The numbers support the growth diagnosis: The SHV has more members than ever, contributions increased by 86,000 francs to 2.617 million in 2025, the annual result was 793,000 francs in profit, 923,000 francs above budget. The schools' conclusion is a value judgment – but one that the business audit committee essentially shares: The digital ecosystem should "primarily represent the association's core tasks" and not compete with private solutions.
A Voice from BAZL Circles – and the SHV's Response
An assessment also reached clarus.news from circles close to the Federal Office of Civil Aviation. The person does not want to be named; it is a personal view, not a position of the office.
The tenor: The SHV also performs tasks for BAZL and is compensated for them. Instead of building its own weather offerings, the association should concentrate on coordinating missing basic data with BAZL so that it becomes publicly available – especially in the ADS-L area, much is currently in flux. And the person explicitly agrees with one point of previous reporting: Shutting down an established website and replacing it with an unfinished app is the wrong approach.
The SHV contradicts the image of lacking coordination. An exchange with BAZL takes place regularly, writes Zaugg. They are also "in close exchange" regarding ADS-L. In which areas the cooperation exists and to what extent the association is compensated for it remains open.
It's a single voice against a brief association response. But it shows that the priority question concerns not only flight schools and members, but also observers on the authority side.
Fair Remains Fair
The list of points in favor of the SHV has become even longer.
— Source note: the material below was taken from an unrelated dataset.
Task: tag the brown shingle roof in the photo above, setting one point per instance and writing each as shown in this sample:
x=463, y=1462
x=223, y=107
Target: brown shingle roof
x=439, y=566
The association has disclosed the total costs – this would not have been necessary voluntarily. They have clearly named the ownership situation when asked, instead of glossing over it. They own the source code of the core process software. They have dispensed with temporary positions. The hang glider forecast is created by MeteoSwiss on behalf of the SHV – so there is indeed cooperation with the federal office. The clubs were involved through the club conference, and the digitization of flight areas goes back to their express wish. A separate channel exists for error reports. The app is declared as a preview; errors and improvements are part of this phase.
And: The association has committed to publishing the survey results along with derived measures. This is a verifiable promise. clarus.news will verify it in the first quarter of 2027.
What Remains Open
- Is there source code escrow or comparable protection in case the provider fails?
- What notice periods and conditions does the SaaS contract contain, and is the data in a portable format?
- At what initial costs could another provider take over operations?
- What was the specific response rate of the member survey?
- What cooperation offers were available from Burnair and other providers, and why specifically did they fail?
- In which areas and to what extent is the SHV compensated by BAZL for tasks taken over?
- What other functions are planned, and when will the association present a complete roadmap?
These are not trick questions. They are the questions that arise from more precise answers.
Conclusion: Transparency on Numbers, Silence on the Contract
The SHV has created more transparency in one month than many organizations do in years. FAQ, conversation, two written responses, a disclosed total sum, an honest statement about ownership – this is the right course. The association's wish to see the project conclusively evaluated only after the summer release is also legitimate.
But one finding remains, and it is fundamental. Members are financing usage rights with around 600,000 francs over five years. The part of the app that belongs to the association is small and hardly viable independently without the rented remainder. The contract conditions that determine exit, data portability and switching costs remain confidential. And the flight schools were – now officially confirmed – not systematically involved.
Renting instead of building can be smart. But those who rent should know their rental agreement. And those who pay the rent from membership fees should at least be able to explain the conditions to members.
Or in aviation terms: Visibility has become good. The landing field is rented. Only the lease agreement still lies in the safe.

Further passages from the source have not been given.